In today’s brave new world, understanding is crystallised directly into production-ready code. Even business entity modelling, at large, got killed by Agile’s sister discipline: Domain Driven Design (DDD). Bounded contexts encapsulate (sweep under the rug) complexity so an enterprise can scale by adding two pizza teams. Shops that employ BDD and ask their business teams to write Cucumber specifications directly have the upper hand here but very few businesses do that.

Today’s paradigm, though, is that we are hopeless at understanding the problem anyway. Digital transformation gurus tell us that we should deploy into production and let the users tell us what the business requirement is, rather than formulating it ourselves a priori. We can take multiple shots until we get it right. Yes, fail fast, and often.

So now you understand. It had nothing to do with UML’s shortcomings. We have simply given up on business analysis and formal specifications, which takes us to the next question: what are we using if not UML?

Example of a masala diagram. Source: Red Hat

Whilst some people employ lightweight modelling techniques such as C4, most diagrams in use today, are what I call, somewhat derogatorily, masala diagrams. No hard feelings, I call my own diagrams like this. Why masala? Because they are informal; they cover multiple dimensions at once, they may be both structural and behavioural, logical and physical. They are often a mishmash of the 4+1 architectural model’s views.

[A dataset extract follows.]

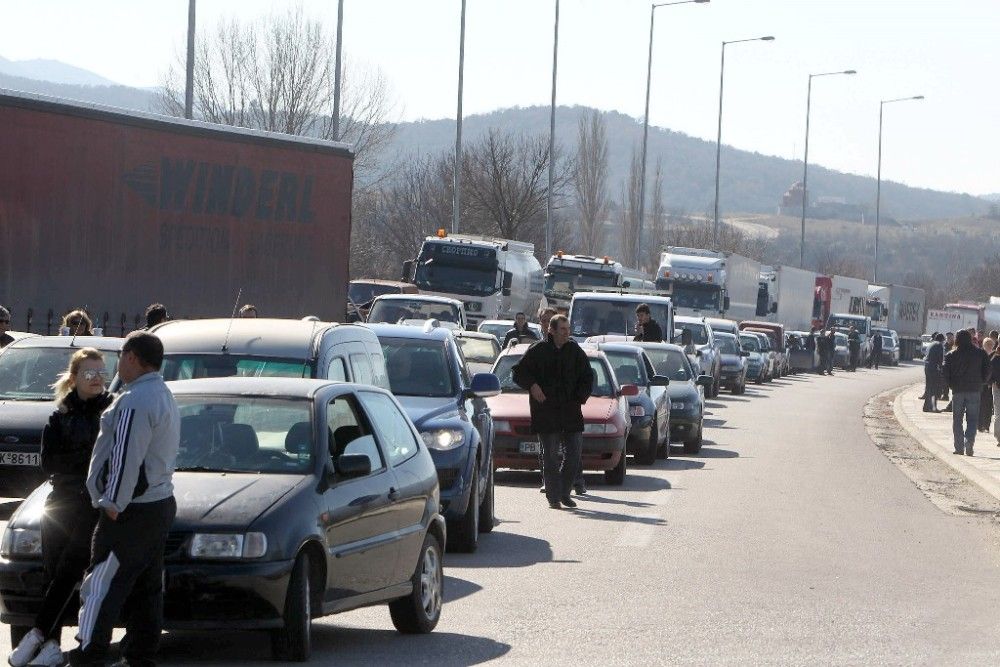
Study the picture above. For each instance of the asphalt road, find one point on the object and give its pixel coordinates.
(791, 539)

How to cook a masala diagram

Multi-million systems, upon which your life and finances depend, are devised, funded and executed entirely on the back of said masala diagrams, with often no more additional collateral than a bunch of epics and user stories.

Ernie, surely my bank’s mortgage system hasn’t been architected using one of these dreadful masala models that you describe.

That can’t be right? Yes, if your bank isn’t running CICS, and the solution was sold last year, it is very likely that it had been entirely conceived using the very same kind of masala diagrams that I am talking about.

Has the world gone mad? No, it’s just that we have just given up on the engineering side of software. It is just a coding affair for now. I am not saying that those who write software aren’t engineers themselves; they largely are. The point is that, at the organisational level, software isn’t being engineered any longer, as per the equivalent processes and artifacts found in disciplines such as mechanical engineering. Boeing would never order a jet engine from Rolls Royce on the back of a set of said informal masala diagrams.

Masala diagrams have a role though. If you take them for what they are, they can be beautiful things. See, they aren’t specs. Their purpose is to evoke emotions. Masala diagrams are valuable when they spark joy in the heart of every stakeholder the diagram is intended for, as per Marie Kondo’s principle.

Ernie, can you add personas to your diagram please?

As much as I disagree with my friends in the Agile camp, I can’t be blind to human happiness. My customers and peers not only keep asking for more masala diagrams, but they also insist that I make them even more masala (that I merge more architectural dimensions in them!) So why be so stubborn?

UML is still in my heart and I still structure solutions using multiple dimensions but, today, I do this in a pure data/tabular fashion. When the time for pictorial representations comes, I get my NutriBullet and my five litre pan out of the cupboard, so that I cook a delightful masala diagram for my lovely customers.